What do you do for work?
I'm currently having a "gap year" from my career, I work on the service counters at Waitrose.
What is your passion outside work?
Only one?? My cat, Thomas, takes up a lot of time. I also love cooking - or more correctly, I love baking. I love being outdoors, in the sun, on my bike, in the garden or at an antiques fair. I love blue and white, and ceramics, and paper and linens... oh, and string and tags!
What is your mantra for collecting items, what do you specifically look for in an object for it to be added to your collection?
I was trained largely by the Conrans, so "Plain, Simple and Useful" plus a touch of William Morris - "Have nothing in your house that you do not know to be useful or believe to be beautiful." I sometimes fail on both counts but I do prefer the simpler, less ornate and things with purpose.
When is your weekend?
I am usually off work Thursday and Friday, but often work short days in the week too. This allows me to get the boring stuff, such as ironing and food shopping, out of the way on those days so my "weekend" can be just for fun.
How did you spend last weekend?
I spent last weekend waking up the garden. Some new herbs, rosemary, thyme, marjoram and sage plus old terracotta pots rescued from my parents compost heap.
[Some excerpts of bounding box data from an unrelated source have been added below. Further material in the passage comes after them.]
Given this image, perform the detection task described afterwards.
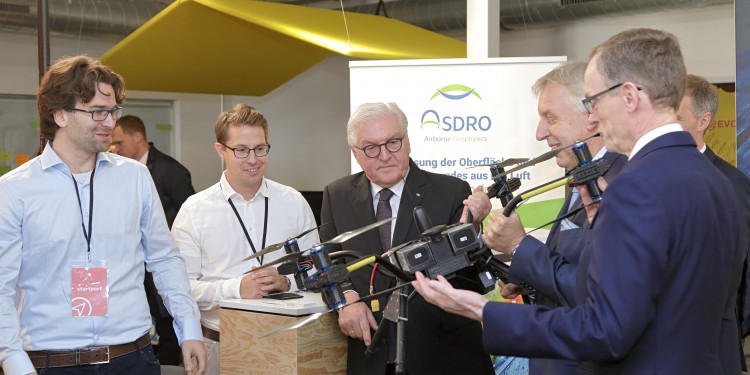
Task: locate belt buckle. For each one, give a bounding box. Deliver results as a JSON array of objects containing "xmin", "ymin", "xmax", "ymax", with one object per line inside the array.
[{"xmin": 76, "ymin": 346, "xmax": 110, "ymax": 366}]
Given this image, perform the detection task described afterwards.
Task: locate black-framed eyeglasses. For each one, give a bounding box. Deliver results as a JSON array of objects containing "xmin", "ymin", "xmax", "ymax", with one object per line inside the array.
[
  {"xmin": 69, "ymin": 107, "xmax": 122, "ymax": 121},
  {"xmin": 581, "ymin": 83, "xmax": 625, "ymax": 113},
  {"xmin": 220, "ymin": 143, "xmax": 271, "ymax": 159},
  {"xmin": 354, "ymin": 136, "xmax": 406, "ymax": 158}
]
Then there was trellis to fix ready for sweet peas and the flagstones to scrub. After all that I needed something warm and comforting for supper, so I made cauliflower cheese with mashed potatoes. I always keep some biscuits and a cake on the go for treats at work. Last week it was a moist almond loaf cake with dried cherries soaked in brandy plus a batch of really crumbly hazelnut cookies. I do the shopping for my parents and look after their house and garden too, so there was plenty of pruning and two large lawns to mow, very badly! The first proper cut of the year, next time I'll have to be more careful and keep the lines straight.
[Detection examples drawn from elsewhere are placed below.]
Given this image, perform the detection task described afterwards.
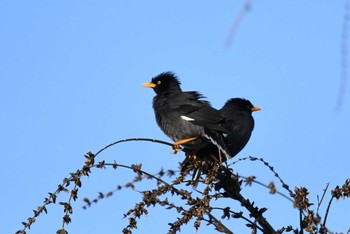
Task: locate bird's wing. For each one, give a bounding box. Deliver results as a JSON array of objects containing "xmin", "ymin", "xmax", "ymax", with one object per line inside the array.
[{"xmin": 172, "ymin": 92, "xmax": 229, "ymax": 133}]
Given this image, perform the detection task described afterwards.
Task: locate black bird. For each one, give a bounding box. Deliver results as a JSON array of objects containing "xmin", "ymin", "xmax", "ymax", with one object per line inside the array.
[
  {"xmin": 181, "ymin": 98, "xmax": 260, "ymax": 185},
  {"xmin": 143, "ymin": 72, "xmax": 230, "ymax": 158}
]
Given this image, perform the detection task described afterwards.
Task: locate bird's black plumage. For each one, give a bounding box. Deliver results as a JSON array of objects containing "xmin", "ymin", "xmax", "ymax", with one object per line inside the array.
[
  {"xmin": 144, "ymin": 72, "xmax": 229, "ymax": 157},
  {"xmin": 181, "ymin": 98, "xmax": 260, "ymax": 185}
]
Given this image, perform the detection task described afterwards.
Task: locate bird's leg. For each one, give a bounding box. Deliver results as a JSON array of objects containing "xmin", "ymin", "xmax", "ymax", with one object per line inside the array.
[
  {"xmin": 218, "ymin": 149, "xmax": 222, "ymax": 166},
  {"xmin": 173, "ymin": 137, "xmax": 198, "ymax": 154}
]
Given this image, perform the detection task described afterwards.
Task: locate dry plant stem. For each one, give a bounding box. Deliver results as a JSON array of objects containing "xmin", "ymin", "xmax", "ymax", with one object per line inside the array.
[
  {"xmin": 212, "ymin": 207, "xmax": 264, "ymax": 232},
  {"xmin": 92, "ymin": 163, "xmax": 233, "ymax": 234},
  {"xmin": 323, "ymin": 196, "xmax": 334, "ymax": 227},
  {"xmin": 231, "ymin": 192, "xmax": 276, "ymax": 234}
]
How Typical was it for you?
I do some of those things most weekends, but it depends on the weather, sometimes it's just baking and a DVD after doing the routine essentials of life.
What are you currently reading?
I have a very short attention span, so trying to read anything too taxing takes forever! I've enjoyed a few John Harvey novels, based locally and methodical Police procedural. I'm on the final one now. I like to dip into Nigel Slater too, "The Kitchen Diaries" I have all three. Sometimes he makes me feel guilty for not being seasonal enough but theres usually a good idea or two in there too!
Are you sweet or savoury?
Sweet. As long as cheese can be counted as sweet?!
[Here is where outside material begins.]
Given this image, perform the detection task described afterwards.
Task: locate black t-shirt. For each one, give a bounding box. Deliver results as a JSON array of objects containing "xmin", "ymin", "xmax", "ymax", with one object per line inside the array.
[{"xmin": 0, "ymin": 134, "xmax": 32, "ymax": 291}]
Do you have a signature recipe?
The almond cake is a trusted favourite. It's based on an almond tart from Donna Hay, but I hate making pastry, so I just make it without. It always comes out delicious no matter what you add.
What's in your fridge?
Organic unsalted butter, always, usually Rachel's Dairy. Organic apple juice for my muesli, a cauliflower from the nice ladies on Newark Market (they grow them themselves, they are always 60p and sometimes they are so large that one lasts me all week!) Olives, Kaltback cheese and a bottle of fino sherry. A little jar of rose harissa, oranges and lemons, various types of goats cheese and a bottle of champagne - well, you've got to be prepared!
Tell us about your ideal Sunday menu...
Breakfast: Little fluffy pancakes with tiny blueberries and ricotta, drizzled with runny honey, a big pot of rich, but not bitter coffee. This would be with Thomas the cat, I don't do chat in the mornings!
Lunch: Sourdough bread with figs and goats cheese, toasted under the grill. Honey, walnuts, plenty of salt and pepper and some olive oil, with slices of avocado and a tasty tomato on the side, followed by a coffee ice cream lolly - all in the sun of course. My ex-employer and very good friend Priscilla Carluccio would be an ideal guest. She could be trusted to bring a bottle of wine and, like me, she relishes a snooze in the sun after lunch. We'd enjoy the food and not have to make too much polite conversation.
Dinner: Mushroom risotto with a watercress salad and some crispy slices of ciabatta, a glass or two of spicy red wine and a little cup of chocolate mousse with fresh raspberries. Nigel Slater would be an interesting dinner guest, lots of stories to tell i'm sure. Or one of my cheffy friends from London. Or perhaps one person from each of my previous places of work, you'd need a very large table though!